Die jüngsten Zeugnisse dieser Auseinandersetzungen lassen sich noch heute besichtigen. Das eine steht, quasi einen Steinwurf von Wissembourg entfernt, auf deutscher Seite in Schweigen: das Deutsche Weintor. Die Nazis hatten es 1936 errichtet, als bewusste Provokation gegenüber den Nachbarn. Diese wiederum hatten in den 1930er Jahren auf Initiative ihres Kriegsministers André Maginot versucht, sich – wie im nahen Schoenenbourg – mit dem Bau von neuen Bunkersystemen gegen einen deutschen Überfall zu wappnen.
Das ist glücklicherweise Schnee von gestern – dem gemeinsamen Europa sei Dank! Die Passage aus der Pfalz in das Elsass vollzieht sich völlig unaufgeregt. Wären da nicht die Schilder am Straßenrand, man würde den Grenzübertritt kaum wahrnehmen.
Schon wenig später ist das Centre Ville von Wissembourg ausgeschildert, dazu eine Place de la Foire. Dieser Messplatz heißt die automobilen Besucher willkommen. Herzlich willkommen! Hier gibt es weder Wegezoll noch Abschreckung in Form von Parkgebühren. Selbst die "Toilettes publiques" gleich nebenan sind kostenlos!
Das Mittendrin ist nach wenigen Gehminuten erreicht. Rechts und links der Rue nationale reihen sich die Freisitze von Restaurants und Cafés, wobei sich nicht zwingend erschließt, warum wer gerade geschlossen hat oder auch nicht. So ist das nun mal in einem französischen Provinzstädtchen, dessen 1752 errichtetes Rathaus mit vielen blau-weiß-roten Fähnlein ganz Großes verspricht: Freiheit, Gleichheit, Brüderlichkeit.
Das Office de Tourisme – Öffnungszeiten beachten! - empfiehlt sich als Anlaufstelle. Es ist in der mittelalterlichen Zehntscheuer untergebracht. Für eine Handvoll Euro gibt es hier eine schön gemachte Broschüre, die zum entspannten Bummeln viel Wissenswertes beisteuert.
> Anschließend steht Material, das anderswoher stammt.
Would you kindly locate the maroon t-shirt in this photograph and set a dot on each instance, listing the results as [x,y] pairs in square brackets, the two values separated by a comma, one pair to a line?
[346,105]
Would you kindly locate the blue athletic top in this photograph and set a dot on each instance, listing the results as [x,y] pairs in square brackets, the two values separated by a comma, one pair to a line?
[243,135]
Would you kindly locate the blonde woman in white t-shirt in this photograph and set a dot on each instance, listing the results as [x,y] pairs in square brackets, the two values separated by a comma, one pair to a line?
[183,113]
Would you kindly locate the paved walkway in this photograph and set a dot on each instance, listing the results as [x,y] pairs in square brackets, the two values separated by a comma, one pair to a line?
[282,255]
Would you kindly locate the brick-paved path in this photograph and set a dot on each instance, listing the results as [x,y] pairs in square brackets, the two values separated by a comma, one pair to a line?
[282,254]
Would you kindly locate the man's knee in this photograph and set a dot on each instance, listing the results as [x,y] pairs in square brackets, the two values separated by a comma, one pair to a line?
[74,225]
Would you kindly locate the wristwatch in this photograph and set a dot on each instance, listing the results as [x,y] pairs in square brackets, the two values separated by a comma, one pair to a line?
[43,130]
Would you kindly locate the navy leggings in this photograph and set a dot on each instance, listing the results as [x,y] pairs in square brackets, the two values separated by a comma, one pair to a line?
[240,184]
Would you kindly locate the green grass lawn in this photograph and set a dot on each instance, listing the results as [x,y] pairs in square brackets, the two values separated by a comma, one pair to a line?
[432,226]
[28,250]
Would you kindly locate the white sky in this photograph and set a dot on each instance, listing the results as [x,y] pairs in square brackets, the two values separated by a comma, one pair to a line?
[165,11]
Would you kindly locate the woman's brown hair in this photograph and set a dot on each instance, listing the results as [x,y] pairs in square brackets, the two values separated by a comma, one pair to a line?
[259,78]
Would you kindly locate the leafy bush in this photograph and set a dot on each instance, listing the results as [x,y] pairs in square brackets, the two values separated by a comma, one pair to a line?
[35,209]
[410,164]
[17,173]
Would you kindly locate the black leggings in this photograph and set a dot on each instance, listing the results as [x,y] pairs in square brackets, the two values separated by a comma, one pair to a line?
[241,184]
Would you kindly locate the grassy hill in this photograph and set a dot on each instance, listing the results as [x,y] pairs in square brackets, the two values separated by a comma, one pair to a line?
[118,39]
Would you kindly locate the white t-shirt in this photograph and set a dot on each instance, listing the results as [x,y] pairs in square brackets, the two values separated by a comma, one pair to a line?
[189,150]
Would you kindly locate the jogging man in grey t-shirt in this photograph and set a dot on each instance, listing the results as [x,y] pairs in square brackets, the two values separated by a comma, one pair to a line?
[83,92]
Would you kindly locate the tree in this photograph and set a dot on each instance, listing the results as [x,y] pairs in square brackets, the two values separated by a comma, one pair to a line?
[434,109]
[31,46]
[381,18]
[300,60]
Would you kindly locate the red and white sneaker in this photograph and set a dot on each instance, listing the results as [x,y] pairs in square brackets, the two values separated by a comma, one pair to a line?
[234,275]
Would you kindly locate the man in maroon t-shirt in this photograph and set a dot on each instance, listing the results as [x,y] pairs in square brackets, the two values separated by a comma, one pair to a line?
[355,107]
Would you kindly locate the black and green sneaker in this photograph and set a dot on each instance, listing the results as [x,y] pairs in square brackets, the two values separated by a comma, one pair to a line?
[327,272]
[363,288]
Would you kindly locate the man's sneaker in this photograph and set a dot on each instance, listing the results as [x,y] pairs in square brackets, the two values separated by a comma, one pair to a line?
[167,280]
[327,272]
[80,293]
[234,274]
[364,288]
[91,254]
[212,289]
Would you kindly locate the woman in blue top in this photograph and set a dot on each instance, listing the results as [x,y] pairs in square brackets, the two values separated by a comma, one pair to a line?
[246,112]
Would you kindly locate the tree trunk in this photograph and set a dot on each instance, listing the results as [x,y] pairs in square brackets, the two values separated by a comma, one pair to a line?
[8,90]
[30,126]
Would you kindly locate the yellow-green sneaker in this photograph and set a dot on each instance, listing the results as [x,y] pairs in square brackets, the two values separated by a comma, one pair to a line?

Beispielsweise dass sich um das Jahr 660 die ersten Mönche auf der Insel niederließen, die von den Flüsschen der Lauter gebildet wird. An das spätere Benediktinerkloster erinnert die Abteikirche, die den Aposteln Peter und Paul geweiht ist. Errichtet wurde der heutige Bau im ausgehenden 13. Jahrhundert und er war mit seinen 60 Metern Länge ein steinernes Manifest von Bedeutung: Im gesamten Elsass gibt es nur eine einzige größere Kirche – das Straßburger Münster. Von dem romanischen Vorgängerbau existieren noch der Glockenturm und eine benachbarte kleine Kapelle, in der zu späteren Zeiten auch schon Bierfässer lagerten.
Seine unaufdringliche Pracht entfaltet das gotische Gotteshaus im Innern mit einem mustergültigen Gewölbe, mit dem Chor, mit den Kapellen, die Jesus und Maria huldigen. Von riesigen Gemälden blicken die Apostel Peter und Paul. Gewaltiger ist nur das elf Meter hohe Fresko, das den Modeheiligen des ausgehenden Mittelalters in höfischem Gewandt zeigt: Christopherus, der das Jesuskind auf seinen Schultern trägt und der als Nothelfer vor einem schlimmen Tod bewahren sollte.
Doch genug vom Klerikalen! Wissembourg ist mehr und das lässt sich auf Schritt und Tritt erlaufen. Da ist das selbstbewusste bürgerliche Mittelalter, oft ausgewiesen mit äußerst nachhaltigem Fachwerk, dessen Jahrhunderte überdauernde Baukunst heutige Verbrauchsarchitektur alt aussehen lässt.
So wie bei den beiden Wohnhäusern aus dem 15. Jahrhundert an dem Quai Anselmann genannten Lauter-Ufer, deren Größe auf Reichtum schließen lassen. Oder das unweit entfernte "Maison de Sel", das mit seinem mehrgeschossigen Dach ursprünglich als Bürgerspital, dann als Metzgerei und schließlich als Salzlager genutzt wurde.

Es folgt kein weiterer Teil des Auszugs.